For Young Children, Talking is Teaching – how do new realities of social distancing and wearing face masks impact a child’s environment of quality relationships and language-rich interactions
The research is clear – talking is teaching. Parental responses to infant babbling can influence a child’s language development. Infants whose caregivers respond to what they think their babies are saying show an increase in advanced language sounds. However, research suggests by the time children are 2 years old, there is already a six-month gap in language understanding between children from higher-income and lower-income families, and by age four, the average child in a lower-income family might have 30 million fewer words of cumulative experience than the average child in a high-income family.
Such disparity remains apparent throughout the school years and is linked with later academic successes. Building from this research, more recent evidence has shown conversational turns to have more brain-building power than adult words alone, and without income as a predictor. Conversational turns are simple back-and-forth exchanges between a child and an adult, like in a game of tennis or ping pong. Children whose caregivers talk with them are more likely to use language with confidence and to grow larger vocabularies at younger ages. Such research provides an encouraging platform to empower parents and caregivers, especially those with limited resources, to realize how much they have the ability to benefit their child’s life by talking, reading and singing to them every day. But how do new realities of social distancing and wearing face masks impact a child’s environment of quality relationships and language-rich interactions?
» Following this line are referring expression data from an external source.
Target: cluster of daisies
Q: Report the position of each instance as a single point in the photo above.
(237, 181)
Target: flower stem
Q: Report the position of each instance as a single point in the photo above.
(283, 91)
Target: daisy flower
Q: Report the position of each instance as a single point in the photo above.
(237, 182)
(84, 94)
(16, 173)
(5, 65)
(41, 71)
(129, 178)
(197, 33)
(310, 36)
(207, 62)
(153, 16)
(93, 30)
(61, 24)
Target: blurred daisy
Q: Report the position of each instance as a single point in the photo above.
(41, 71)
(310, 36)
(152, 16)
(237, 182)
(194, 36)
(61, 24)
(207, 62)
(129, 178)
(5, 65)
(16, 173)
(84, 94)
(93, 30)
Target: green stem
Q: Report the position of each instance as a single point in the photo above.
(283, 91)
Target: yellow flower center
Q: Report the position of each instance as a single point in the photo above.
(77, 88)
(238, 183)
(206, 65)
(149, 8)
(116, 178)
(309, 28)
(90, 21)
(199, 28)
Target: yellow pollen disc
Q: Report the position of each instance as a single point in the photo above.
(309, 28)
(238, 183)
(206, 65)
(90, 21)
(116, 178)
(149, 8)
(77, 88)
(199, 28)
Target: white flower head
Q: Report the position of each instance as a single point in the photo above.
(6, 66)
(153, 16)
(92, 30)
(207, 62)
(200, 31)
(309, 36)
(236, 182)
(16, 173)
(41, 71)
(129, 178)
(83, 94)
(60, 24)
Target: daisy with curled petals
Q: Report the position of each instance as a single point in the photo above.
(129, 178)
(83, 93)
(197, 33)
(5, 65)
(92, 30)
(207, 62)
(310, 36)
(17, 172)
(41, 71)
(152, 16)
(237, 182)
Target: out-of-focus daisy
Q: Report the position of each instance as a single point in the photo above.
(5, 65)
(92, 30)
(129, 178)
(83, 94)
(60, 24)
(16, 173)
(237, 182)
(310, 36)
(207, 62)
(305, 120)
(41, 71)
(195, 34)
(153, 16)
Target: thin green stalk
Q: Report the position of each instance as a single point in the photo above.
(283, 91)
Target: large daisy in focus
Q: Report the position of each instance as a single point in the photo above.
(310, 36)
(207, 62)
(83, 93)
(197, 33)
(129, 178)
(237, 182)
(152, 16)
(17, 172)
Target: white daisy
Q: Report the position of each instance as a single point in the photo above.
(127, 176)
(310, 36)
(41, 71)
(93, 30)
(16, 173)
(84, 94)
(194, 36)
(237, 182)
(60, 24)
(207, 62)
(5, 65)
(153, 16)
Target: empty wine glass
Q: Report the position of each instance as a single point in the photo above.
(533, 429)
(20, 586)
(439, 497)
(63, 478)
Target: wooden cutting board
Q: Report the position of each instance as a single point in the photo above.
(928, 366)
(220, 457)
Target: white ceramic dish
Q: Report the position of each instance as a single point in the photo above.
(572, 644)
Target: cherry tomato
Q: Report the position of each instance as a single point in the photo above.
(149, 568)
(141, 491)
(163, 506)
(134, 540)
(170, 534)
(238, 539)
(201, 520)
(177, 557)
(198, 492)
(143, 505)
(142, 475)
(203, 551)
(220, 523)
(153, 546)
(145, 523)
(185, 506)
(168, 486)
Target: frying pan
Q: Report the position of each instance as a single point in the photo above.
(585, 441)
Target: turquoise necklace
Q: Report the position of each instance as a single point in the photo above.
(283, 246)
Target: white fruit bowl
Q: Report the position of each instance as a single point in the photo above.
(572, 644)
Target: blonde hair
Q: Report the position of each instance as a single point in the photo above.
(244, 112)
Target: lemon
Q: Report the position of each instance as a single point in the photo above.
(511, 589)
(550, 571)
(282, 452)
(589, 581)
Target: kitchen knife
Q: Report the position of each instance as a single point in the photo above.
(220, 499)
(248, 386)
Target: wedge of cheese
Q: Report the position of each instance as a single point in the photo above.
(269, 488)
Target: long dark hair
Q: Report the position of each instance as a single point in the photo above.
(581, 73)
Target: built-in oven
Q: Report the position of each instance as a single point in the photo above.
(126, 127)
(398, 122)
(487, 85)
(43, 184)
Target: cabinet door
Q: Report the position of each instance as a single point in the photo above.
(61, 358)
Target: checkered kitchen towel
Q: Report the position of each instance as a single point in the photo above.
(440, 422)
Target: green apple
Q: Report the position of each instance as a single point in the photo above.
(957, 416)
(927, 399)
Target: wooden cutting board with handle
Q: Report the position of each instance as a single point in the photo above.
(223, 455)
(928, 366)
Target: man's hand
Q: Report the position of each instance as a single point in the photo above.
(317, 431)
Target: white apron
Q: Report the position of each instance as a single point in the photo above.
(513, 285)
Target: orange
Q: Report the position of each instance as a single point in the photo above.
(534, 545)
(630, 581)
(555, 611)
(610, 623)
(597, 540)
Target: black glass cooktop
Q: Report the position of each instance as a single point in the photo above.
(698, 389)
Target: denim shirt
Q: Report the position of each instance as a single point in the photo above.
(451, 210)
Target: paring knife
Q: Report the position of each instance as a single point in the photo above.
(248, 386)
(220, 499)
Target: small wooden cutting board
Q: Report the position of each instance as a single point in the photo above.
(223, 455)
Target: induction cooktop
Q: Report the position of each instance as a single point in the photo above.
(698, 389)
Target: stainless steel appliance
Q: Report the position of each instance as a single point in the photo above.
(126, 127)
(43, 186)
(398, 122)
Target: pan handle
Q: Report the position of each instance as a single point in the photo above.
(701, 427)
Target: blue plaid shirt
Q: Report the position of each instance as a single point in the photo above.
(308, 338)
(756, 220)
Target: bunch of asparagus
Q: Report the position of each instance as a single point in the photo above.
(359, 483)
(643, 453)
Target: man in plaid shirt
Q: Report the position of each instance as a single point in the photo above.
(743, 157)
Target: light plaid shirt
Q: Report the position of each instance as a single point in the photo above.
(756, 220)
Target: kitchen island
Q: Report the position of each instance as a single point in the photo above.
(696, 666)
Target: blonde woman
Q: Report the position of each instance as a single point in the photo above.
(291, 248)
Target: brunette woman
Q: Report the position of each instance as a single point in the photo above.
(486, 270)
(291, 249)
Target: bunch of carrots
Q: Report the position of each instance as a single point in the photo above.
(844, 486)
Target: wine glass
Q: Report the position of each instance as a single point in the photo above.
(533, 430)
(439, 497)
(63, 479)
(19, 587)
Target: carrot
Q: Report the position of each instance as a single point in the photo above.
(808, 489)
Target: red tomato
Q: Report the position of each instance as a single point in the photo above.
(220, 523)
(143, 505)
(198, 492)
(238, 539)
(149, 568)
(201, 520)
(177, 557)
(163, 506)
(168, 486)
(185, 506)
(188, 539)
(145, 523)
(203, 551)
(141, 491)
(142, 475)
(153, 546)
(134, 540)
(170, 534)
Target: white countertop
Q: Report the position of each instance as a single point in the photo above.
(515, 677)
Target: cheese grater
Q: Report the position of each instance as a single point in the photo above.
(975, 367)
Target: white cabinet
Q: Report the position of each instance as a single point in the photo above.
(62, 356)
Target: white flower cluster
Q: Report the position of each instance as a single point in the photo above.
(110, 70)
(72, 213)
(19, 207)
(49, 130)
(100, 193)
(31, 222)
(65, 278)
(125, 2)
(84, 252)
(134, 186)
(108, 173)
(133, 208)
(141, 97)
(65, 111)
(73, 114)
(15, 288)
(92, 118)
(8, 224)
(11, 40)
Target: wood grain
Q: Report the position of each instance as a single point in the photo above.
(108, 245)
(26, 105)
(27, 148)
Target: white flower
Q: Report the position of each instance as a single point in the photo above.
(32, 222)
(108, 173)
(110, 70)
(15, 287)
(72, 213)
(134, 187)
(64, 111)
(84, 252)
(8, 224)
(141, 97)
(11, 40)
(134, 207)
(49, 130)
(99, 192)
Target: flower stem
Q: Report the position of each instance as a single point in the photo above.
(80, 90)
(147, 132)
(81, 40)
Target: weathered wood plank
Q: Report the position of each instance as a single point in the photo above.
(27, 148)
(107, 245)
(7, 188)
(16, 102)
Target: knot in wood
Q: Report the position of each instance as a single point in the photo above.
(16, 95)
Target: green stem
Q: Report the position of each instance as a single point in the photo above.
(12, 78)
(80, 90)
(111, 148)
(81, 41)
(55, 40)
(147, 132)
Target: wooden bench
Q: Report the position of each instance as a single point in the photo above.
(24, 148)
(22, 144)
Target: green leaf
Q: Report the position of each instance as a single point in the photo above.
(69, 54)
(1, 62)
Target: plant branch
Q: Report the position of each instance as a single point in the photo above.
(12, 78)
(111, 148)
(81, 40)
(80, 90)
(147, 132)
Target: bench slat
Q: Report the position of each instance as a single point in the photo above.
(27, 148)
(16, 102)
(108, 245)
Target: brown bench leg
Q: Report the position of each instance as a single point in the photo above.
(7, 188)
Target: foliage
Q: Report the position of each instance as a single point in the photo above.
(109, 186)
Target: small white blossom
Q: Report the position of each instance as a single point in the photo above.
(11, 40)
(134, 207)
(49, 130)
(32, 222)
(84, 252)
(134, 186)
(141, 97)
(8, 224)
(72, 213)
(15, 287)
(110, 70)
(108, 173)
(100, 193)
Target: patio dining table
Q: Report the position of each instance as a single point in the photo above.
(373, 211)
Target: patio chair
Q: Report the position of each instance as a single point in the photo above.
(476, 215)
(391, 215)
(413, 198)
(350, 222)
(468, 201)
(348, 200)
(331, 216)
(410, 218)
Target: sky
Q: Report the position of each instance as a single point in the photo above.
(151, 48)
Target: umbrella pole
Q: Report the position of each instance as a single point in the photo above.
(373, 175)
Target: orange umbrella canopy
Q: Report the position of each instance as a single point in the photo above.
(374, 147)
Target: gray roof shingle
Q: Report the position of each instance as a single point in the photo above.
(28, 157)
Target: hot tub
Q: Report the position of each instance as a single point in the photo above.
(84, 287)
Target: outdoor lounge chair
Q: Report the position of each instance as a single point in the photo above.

Very young children learning how to use communication are especially impacted, and even more so are young children with hearing loss. A huge part of language development in infancy through preschool includes what is referred to as social referencing. Children gain a lot of information from a face that is laughing, fearful, angry or smiling. Young children whose caregivers are masked will miss some of these visual cues and possibly even have some trouble sorting out who goes with which voice when in groups. However, there are opportunities for caregivers to be creative and more intentional during their interactions, helping young children take full advantage of the visual information they receive.